Technology

Many companies do not disclose whether they will comply with California’s AI education transparency law.

On Sunday, California Governor Gavin Newsom signed bill AB-2013, which would require companies developing generative AI systems to publish high-level summaries of the data they used to train their systems. Among other things, the summary should include who owns the data, how the data was procured or licensed, as well as whether it contains copyright or personal information.

Few AI companies are willing to disclose their compliance.

TechCrunch reached out to key players in the AI space, including OpenAI, Anthropic, Microsoft, Google, Amazon, Meta, and startups Stability AI, Midjourney, Udio, Suno, Runway, and Luma Labs. Fewer than half responded, and one vendor, Microsoft, explicitly declined to comment.

Only Stability, Runway, and OpenAI told TechCrunch they would comply with AB-2013.

“OpenAI complies with the laws of the jurisdictions in which we operate, including this one,” an OpenAI spokesperson said. A Stability spokesperson said the company “supports thoughtful regulation that protects the public while not stifling innovation.”

To be fair, AB-2013’s disclosure requirements do not take effect immediately. This applies to systems released after January 2022, such as ChatGPT and Stable Diffusion, but companies must begin publishing training data summaries by January 2026. Additionally, the law only applies to systems available to California residents, which leaves some wiggle room.

But there may be another reason why vendors are silent on this issue, and it has to do with how most generative AI systems are trained.

Training data often comes from the web. Vendors collect massive amounts of images, songs, videos, etc. from websites and train their systems on them.

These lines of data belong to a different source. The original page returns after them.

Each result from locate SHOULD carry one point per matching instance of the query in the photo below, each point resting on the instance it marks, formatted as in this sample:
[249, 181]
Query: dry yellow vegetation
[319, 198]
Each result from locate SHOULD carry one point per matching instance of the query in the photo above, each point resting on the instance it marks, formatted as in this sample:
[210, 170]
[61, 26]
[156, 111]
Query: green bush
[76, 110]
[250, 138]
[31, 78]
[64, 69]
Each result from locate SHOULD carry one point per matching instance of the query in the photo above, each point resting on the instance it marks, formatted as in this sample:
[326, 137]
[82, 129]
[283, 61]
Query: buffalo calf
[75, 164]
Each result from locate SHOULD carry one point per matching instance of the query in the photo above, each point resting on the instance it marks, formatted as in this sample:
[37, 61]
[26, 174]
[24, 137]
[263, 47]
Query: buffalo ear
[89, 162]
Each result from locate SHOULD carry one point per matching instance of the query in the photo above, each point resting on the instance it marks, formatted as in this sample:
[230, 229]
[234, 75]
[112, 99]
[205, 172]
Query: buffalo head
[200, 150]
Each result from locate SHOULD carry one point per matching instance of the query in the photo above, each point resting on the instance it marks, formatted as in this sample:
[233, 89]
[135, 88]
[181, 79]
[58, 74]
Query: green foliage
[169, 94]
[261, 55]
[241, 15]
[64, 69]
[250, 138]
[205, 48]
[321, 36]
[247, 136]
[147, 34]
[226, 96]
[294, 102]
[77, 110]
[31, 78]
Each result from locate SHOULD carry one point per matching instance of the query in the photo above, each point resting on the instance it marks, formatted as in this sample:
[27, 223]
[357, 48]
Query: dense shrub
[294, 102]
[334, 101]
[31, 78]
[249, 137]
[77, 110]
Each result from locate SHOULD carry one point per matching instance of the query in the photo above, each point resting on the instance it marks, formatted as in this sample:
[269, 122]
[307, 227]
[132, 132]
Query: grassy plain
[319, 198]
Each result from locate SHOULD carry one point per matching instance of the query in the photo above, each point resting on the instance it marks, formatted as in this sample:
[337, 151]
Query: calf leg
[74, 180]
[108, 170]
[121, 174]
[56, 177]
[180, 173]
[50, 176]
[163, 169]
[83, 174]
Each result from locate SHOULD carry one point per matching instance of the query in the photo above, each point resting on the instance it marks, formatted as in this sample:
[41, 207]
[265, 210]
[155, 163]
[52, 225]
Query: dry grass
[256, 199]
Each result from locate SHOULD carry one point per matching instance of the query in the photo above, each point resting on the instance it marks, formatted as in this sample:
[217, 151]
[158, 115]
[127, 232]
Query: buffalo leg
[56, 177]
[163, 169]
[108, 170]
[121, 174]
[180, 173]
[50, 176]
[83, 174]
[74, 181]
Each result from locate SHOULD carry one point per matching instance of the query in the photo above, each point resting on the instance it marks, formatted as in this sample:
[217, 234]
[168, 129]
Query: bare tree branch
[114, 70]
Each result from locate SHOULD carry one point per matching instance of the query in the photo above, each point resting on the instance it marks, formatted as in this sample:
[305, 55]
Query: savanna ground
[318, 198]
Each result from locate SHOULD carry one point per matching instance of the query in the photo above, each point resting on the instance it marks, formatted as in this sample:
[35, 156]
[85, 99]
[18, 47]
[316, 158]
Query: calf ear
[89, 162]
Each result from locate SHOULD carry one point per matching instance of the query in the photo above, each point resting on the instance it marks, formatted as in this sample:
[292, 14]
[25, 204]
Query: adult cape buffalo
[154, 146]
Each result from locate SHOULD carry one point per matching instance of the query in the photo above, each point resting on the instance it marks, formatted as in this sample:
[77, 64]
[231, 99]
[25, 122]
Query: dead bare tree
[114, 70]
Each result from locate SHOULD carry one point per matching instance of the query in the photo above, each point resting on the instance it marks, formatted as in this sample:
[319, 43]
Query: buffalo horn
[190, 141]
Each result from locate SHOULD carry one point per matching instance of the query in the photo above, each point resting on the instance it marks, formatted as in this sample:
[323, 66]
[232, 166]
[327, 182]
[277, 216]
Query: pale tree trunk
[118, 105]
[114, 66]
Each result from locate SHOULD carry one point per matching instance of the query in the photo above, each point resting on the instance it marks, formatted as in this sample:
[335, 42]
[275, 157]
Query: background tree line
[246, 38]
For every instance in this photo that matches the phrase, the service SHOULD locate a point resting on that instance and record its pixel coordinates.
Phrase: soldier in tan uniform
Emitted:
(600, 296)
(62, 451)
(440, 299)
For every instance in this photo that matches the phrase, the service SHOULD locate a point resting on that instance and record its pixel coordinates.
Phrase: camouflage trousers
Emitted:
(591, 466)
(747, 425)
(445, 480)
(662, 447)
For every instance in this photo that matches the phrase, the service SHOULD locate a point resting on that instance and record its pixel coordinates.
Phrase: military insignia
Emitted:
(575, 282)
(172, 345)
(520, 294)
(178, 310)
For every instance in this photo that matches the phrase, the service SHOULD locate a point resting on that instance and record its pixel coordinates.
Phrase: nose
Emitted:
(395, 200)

Until a few years ago, it was standard practice for AI developers to list the sources of their training data in the technical documentation that typically accompanies model releases. For example, Google said it trained an early version of Imagen, a family of image generation models, on the public LAION dataset. Many older papers mention The Pile, a collection of open source educational texts that includes academic research and a codebase.

In today’s competitive markets, the composition of training datasets is considered a competitive advantage, and companies cite it as one of the main reasons for non-disclosure. But training data details can also draw legal targets behind developers’ backs. LAION provides links to copyrighted or privacy-infringing images, and The Pile includes Books3, a library of pirated works by Stephen King and other authors.

There are already a lot of lawsuits over misuse of training data, and more are being filed every month.

The authors and publishers claim that OpenAI, Anthropic, and Meta have used copyrighted books (some of Books3’s books) for educational purposes. Record labels took Udio and Suno to court for allegedly training musicians to sing without compensating them. And artists have filed a class action lawsuit against Stability and Midjourney, alleging that their data collection practices amount to theft.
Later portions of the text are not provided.